1) DE Solomon Thomas, Coppell
Is he an inside player or an outside player? That's the question that many will ask about Thomas over the upcoming year. At 6-foot-3 and 265 pounds, Thomas has the frame that could go either way. If he stays put, or slightly alters his body, he could stick as a strongside end with surprising straight-line speed for his size (and therefore the ideal complement to quick pass-rusher Derick Roberson). If Thomas continues to grow, he's a nasty gap-jumping three-technique in an in-state (and regional) class where there are relatively few excellent defensive tackles. Either way, he's a top recruit at a major need position.
2) S Jamal Adams, Lewisville Hebron
Some would argue for Edward Paris here, and I wouldn't necessarily disagree. In fact, it probably comes down to how you feel about either player. And I picked Adams for his versatility and range. He can do it all, and gives Duane Akina a piece that he can put anywhere in the back four (or five, if you account for the fact that his best spot might even be as a nickel safety). Adams is also incredibly competitive, and gives whichever secondary gets him a nasty edge.

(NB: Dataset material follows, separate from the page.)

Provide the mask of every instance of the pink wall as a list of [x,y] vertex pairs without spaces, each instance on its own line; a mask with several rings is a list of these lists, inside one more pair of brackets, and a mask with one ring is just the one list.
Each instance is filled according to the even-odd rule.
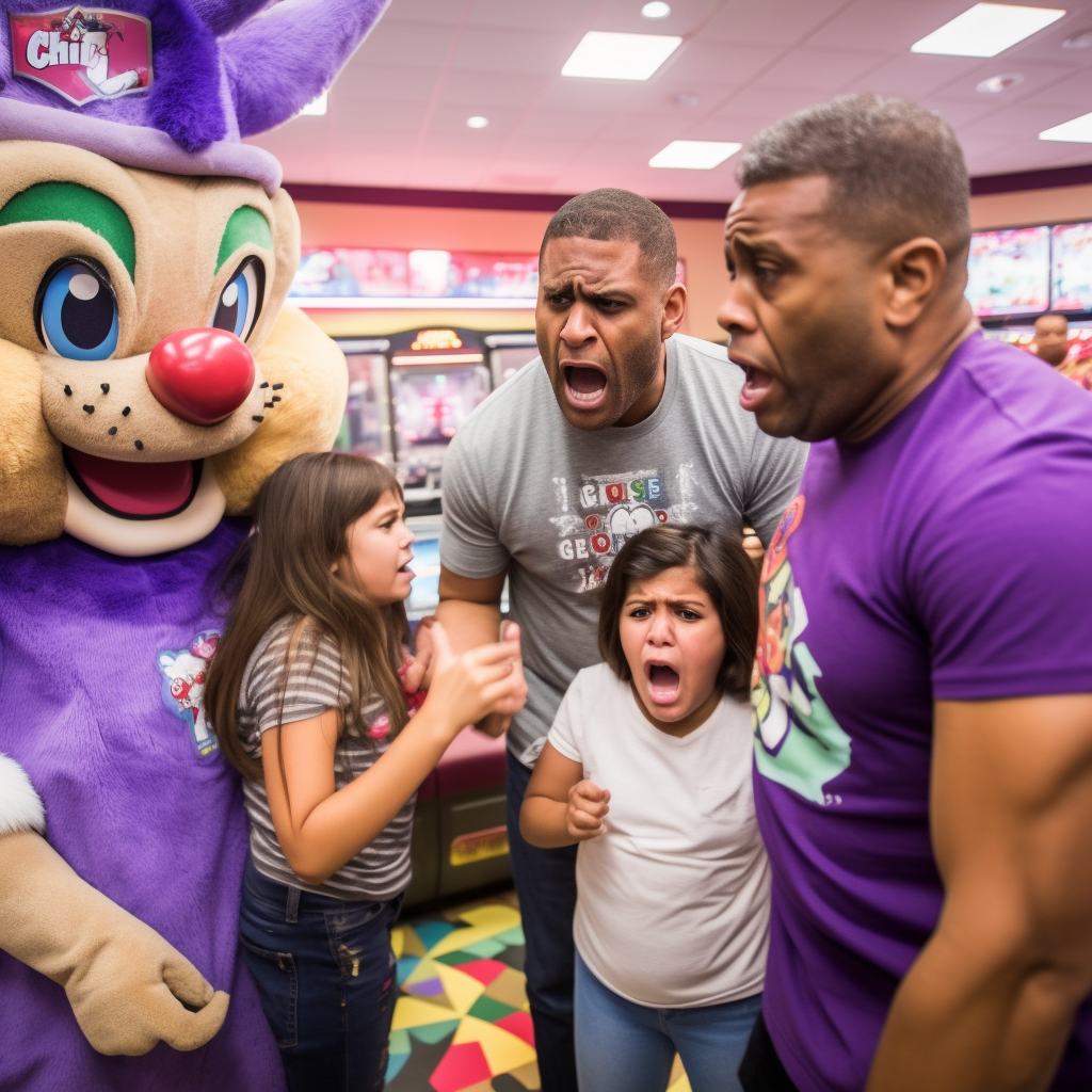
[[[435,209],[407,205],[297,201],[305,246],[415,247],[441,250],[534,253],[549,223],[548,212]],[[975,229],[1092,219],[1092,186],[1024,190],[971,199]],[[716,308],[724,292],[724,254],[719,219],[673,221],[679,257],[686,260],[687,333],[710,341],[724,337]],[[534,312],[497,311],[312,311],[331,334],[367,336],[423,325],[468,325],[487,330],[530,330]]]
[[[406,205],[339,204],[297,201],[304,246],[393,247],[399,249],[510,251],[536,253],[549,223],[548,212],[484,209],[430,209]],[[675,219],[679,257],[686,260],[689,306],[687,333],[715,341],[719,293],[724,286],[721,222]],[[330,334],[364,336],[415,325],[464,325],[489,330],[530,330],[534,311],[312,311]]]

3) LB Zach Whitley, Galena North Shore
Whitley is a rare talent who can play both inside or outside. And the Longhorns could use him at middle linebacker. Steve Edmond will be in his senior year, while Dalton Santos will be a junior. And Whitley's skill set is different than that of Santos's: Whitley is a faster, more fluid athlete and stands a better chance of being out there on passing downs. Some have argued that Whitley is the state's best linebacker. At worst, he's second to Hoza Scott, and with Scott off the board, Whitley offers potentially the only chance to nab an elite in-state 'backer in this class.